The order of dismissal, as noted at the outset, must be sustained. It is in accordance with law.

1. The sole error assigned is that a bar by prior judgement cannot be raised in a motion to dismiss when such ground does not appear on the face of
the complaint. What immediately calls attention in the rather sketchy and in conclusive discussion in the six-page brief of applicant is that there was no
denial as to the truth of the statement made by Judge Gorospe that there was a previous dismissal the same plaintiff's complaint against the
predecessor-in-interest of defendants, who as expressly admitted by appellant was the deceased husband of one of them and father of the rest. There
was no denial either of the property involved being the same and of the finality of the decsion in the previous case which would show that appellant's
claim was devoid of any support in law. It would be therefore futile for the court to continue with the case as there had been such a prior judgment
certainly binding on appellant. What then was there for the lower court to do? Was there any sense in its being engaged in what was essentially a
fruitless, endeavor as the outcome was predictible?
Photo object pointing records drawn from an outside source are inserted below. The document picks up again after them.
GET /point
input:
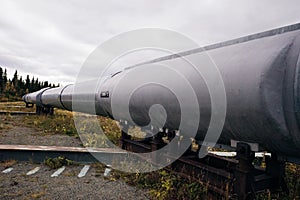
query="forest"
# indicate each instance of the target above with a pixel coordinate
(12, 89)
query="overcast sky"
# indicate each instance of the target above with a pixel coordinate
(51, 39)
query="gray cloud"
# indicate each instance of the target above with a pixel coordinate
(51, 39)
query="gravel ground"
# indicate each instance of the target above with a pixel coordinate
(15, 133)
(17, 185)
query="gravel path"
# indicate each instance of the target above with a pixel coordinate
(13, 132)
(17, 185)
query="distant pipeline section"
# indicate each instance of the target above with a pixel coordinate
(261, 74)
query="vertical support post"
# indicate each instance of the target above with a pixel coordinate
(244, 177)
(124, 134)
(156, 143)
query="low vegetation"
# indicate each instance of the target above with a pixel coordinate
(161, 184)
Certainly, the law would lend itself to a well-deserved reproach if the Rules of Court would sanction such a proceeding distinguished by nothing but its
futility. It ought to be clear even to appellant that under the circumstances, the lower court certainly could take judicial notice of the finality of a
judgment in a case that was previously pending and thereafter decided by it. That was all that was done by the lower court in decreeing the dismissal.
Certainly such an order is not contrary to law. A citation from the comments of former Chief Justice Moran is relevant. Thus: "Courts have also taken
judicial notice of previous cases to determine whether or not the case pending is a moot one, or whether or not a previous ruling is applicable in the
case under consideration."3

2. There is another equally compelling consideration. Appellant undoubtedly had recourse to a remedy which under the law then in force could be
availed of. It would have served the cause of justice better, not to mention the avoidance of needless expense on his part and the vexation to which
appellees were subjected if he did reflect a little more on the matter. Then the valuable time of this Tribunal would not have been frittered away on a
useless find hopeless appeal. It has, ever been the guiding principle from Alonso v. Villamor,4 a 1910 decision, that a litigant should not be allowed to
worship at the altar of technicality. That is not to dispense justice according to law. Parties, and much more so their counsel, should ever keep such an
imperative of our legal system in mind.5

WHEREFORE, the order of dismissal of September 26, 1966 is hereby affirmed. With costs against plaintiff.

Concepcion, C.J., Makalintal, Zaldivar, Castro, Barredo, Villamor and Makasiar, JJ., concur.

Reyes, J.B.L., J., concurs in the result.